Artificial intelligence is no longer a single story—it’s three completely unique ones. As AI technology accelerates, three distinct groups are emerging: power users who are fully embracing it, doubters who remain skeptical, and resisters who are actively pushing back. To comprehend the future of AI adoption and the growing divide, it’s crucial to understand these camps.
Why the AI Divide Matters
AI isn’t just changing how we work — it’s reshaping how people see the world. The gap between full AI users and total AI rejecters is widening fast, with consequences appearing everywhere: from rising job-loss fears and data center protests to real-world violence.
The Three AI User Groups Explained
1. Power Users: Fully Committed to AI Power users operate AI agents continuously, automating work and decision-making. Andrej Karpathy, former AI lead at OpenAI and Tesla, recently shared on X that he now spends 16 hours a day issuing commands to AI agent swarms and rushes to exhaust his token limit every month. These users don’t just dabble—they live inside AI ecosystems.
2. Doubters: Stuck on an Outdated Version of AI Doubters still associate AI with glitchy chatbots and viral fails. They’re not tapping into its full capabilities, often forming their entire opinion from a single session with a free-tier tool. As Karpathy noted, letting one underwhelming ChatGPT interaction define your view of AI is like judging the internet by a slow dial-up connection.
3. Resisters: They Understand AI—and Want No Part of It Resisters are perhaps the most misunderstood group. They aren’t dismissing AI out of ignorance — many understand it well. They simply don’t like where it’s headed. And increasingly, they’re making their opposition known.

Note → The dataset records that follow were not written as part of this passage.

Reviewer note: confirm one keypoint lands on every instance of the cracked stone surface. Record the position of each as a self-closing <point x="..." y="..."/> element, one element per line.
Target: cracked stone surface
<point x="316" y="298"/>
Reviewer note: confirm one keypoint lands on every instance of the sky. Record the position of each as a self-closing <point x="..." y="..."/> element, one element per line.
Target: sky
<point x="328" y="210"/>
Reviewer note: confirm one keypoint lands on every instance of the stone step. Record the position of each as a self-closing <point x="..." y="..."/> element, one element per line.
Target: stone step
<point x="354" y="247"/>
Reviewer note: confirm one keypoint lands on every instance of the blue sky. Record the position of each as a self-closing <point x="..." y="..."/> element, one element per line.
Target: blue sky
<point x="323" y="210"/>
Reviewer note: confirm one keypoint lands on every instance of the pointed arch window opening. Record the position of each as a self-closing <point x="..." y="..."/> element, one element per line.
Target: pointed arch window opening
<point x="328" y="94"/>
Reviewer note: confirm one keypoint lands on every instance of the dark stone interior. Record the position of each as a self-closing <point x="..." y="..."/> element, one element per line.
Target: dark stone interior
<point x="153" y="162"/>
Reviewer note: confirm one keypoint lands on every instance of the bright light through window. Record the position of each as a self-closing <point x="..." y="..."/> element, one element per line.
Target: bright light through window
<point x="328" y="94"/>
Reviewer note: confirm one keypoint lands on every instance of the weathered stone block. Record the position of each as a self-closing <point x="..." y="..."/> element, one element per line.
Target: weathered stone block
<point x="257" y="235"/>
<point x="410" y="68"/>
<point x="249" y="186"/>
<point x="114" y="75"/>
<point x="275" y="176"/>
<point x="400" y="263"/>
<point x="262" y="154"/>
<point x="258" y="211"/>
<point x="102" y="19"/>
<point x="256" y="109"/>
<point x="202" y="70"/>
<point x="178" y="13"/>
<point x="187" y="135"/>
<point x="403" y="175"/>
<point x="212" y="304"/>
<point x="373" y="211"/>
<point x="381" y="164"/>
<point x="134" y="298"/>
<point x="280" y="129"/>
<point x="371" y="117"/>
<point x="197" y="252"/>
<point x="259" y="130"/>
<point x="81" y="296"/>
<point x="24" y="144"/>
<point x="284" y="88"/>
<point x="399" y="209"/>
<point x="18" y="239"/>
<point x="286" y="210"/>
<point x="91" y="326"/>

The Growing Productivity Gap Between AI Users
The divide isn’t just philosophical — it’s economic. AI power users are pulling ahead in productivity and output, creating a new kind of digital wealth gap.
Anthropic’s March 2024 economic impact report found that experienced AI users attempt more complex tasks and succeed at higher rates than casual users. Box CEO Aaron Levie summed it up on X: “AI adoption is a tale of two cities.”
The cycle reinforces itself: the more someone uses AI, the better their results — and the further they pull ahead of those who don’t.
Anti-AI Sentiment Is Turning Into Action
Resistance to AI is no longer limited to online debates. Protests are becoming more frequent in San Francisco, home to many of the world’s leading AI companies, and in communities targeted for new data center construction.
Recent incidents highlight the escalating tension:
- A legislator in Indianapolis reported his home was struck by gunfire, with a note left behind reading “no more data centers.”
- A man was arrested for allegedly throwing a Molotov cocktail at the home of Sam Altman, the CEO of OpenAI. He had also previously visited OpenAI’s offices. The San Francisco Chronicle reports that someone with the same name had published anti-AI essays and participated in a PauseAI Discord server—an activist group advocating for a halt to AI development.
Meanwhile, a viral post from a Meta engineer captured the anxiety spreading through the tech industry: “I’m done with tech and I’m done with this unfair world.” A growing number of skilled technical workers fear AI will make their expertise obsolete.
Sam Altman Responds: “The Fear Is Justified”
Following the attack on his home, OpenAI CEO Sam Altman addressed public fear directly. Rather than dismissing concerns, he acknowledged them head-on.
“It will not all go well,” Altman wrote. “The fear and anxiety about AI are justified; we are in the process of witnessing the largest change to society in a long time, and perhaps ever.”
The Bottom Line
The people building and using AI at full power are living in a fundamentally different world from everyone else. As that gap widens, so does the potential for misunderstanding, anxiety, and conflict. The three realities of AI aren’t converging — they’re drifting further apart.